According to the observations, the workloads primarily consist of two kind of reads: large streaming reads of > 1 MB and small random reads of several KB. It also has many large and sequential appending. Once written, files are seldom modified again. Small random writes do not need to be efficient.

Interface

In addition to usual operations like create, delete, open, close, read and write, GFS also supports

  • snapshot: Create a copy of a file or a directory tree at low cost.
  • record append: Allow multiple clients to append data to the same file concurrently while garanteeing the atomiciy of each client’s append.

Architecture

A GFS consists of

  • A single master that stores the files metadata and controls system-wide activities.
  • Multiple chunkservers that save replicas of file chunks.
gfs-architecture

Files are stored as a collection of fixed-size chunks (64 MB on 2003). Each chunk is identified by an immutable and global 64 bit identifier called chunk handle. The chunk handler is assigned by the master at the time of chunk creation.
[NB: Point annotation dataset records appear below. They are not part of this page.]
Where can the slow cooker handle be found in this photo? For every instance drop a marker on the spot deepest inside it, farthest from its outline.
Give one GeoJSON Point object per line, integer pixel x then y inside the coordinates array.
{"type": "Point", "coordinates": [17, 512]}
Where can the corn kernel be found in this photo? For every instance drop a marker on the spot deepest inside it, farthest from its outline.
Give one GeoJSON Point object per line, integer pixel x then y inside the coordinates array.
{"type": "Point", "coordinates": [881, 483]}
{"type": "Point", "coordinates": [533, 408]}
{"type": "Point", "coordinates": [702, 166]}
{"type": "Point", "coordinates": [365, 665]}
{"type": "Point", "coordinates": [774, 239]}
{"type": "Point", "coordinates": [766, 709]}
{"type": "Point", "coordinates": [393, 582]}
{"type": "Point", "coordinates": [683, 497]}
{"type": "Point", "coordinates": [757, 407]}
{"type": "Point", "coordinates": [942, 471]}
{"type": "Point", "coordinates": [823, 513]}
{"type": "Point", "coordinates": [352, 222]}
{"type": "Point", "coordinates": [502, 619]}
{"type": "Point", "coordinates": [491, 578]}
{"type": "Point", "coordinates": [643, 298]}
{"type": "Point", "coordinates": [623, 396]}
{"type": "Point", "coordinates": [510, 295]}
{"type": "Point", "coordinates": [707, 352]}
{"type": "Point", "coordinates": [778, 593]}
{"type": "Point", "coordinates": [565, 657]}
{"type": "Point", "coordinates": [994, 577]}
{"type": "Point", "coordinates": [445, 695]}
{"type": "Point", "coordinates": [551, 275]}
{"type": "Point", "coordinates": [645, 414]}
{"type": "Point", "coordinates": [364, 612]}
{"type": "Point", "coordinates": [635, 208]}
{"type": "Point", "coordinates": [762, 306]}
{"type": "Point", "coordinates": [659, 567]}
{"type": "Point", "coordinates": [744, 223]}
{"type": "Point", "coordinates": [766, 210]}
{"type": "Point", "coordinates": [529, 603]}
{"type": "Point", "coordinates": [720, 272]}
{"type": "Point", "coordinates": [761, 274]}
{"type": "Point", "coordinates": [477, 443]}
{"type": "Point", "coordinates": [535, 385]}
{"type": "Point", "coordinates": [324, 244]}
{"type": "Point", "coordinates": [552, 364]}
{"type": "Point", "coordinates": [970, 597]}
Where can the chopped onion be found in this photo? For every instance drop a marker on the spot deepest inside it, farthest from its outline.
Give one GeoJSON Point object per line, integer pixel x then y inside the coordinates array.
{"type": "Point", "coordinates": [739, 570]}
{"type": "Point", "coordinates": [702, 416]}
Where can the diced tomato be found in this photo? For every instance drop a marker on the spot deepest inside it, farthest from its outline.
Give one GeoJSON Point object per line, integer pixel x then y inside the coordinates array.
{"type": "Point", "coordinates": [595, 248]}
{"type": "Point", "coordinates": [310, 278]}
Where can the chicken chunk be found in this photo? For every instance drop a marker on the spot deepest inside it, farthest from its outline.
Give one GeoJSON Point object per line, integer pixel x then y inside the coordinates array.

The workflow of a simple read is as following

Client Master Chunkserver
Translate the filename and byteoffset for read into a file chunk index    
Send the filename and file chunk index to master    
  Receive the request of filename and file chunk index  
  Send the chunk handle and replica locations to client  
Receive chunk handle and replica locations    
Cache these informations with filename and file chunk index    
Send request of chunk handle to one chunkserver with replica    
    Receive chunk handle request
    Send the corresponding chunk to client

Metadata

There are three major types of metadata

  • File and Chunk namespaces
  • File to chunk mapping
  • Chunk replicas’ locations

The metadata is stored in memory to assure performance.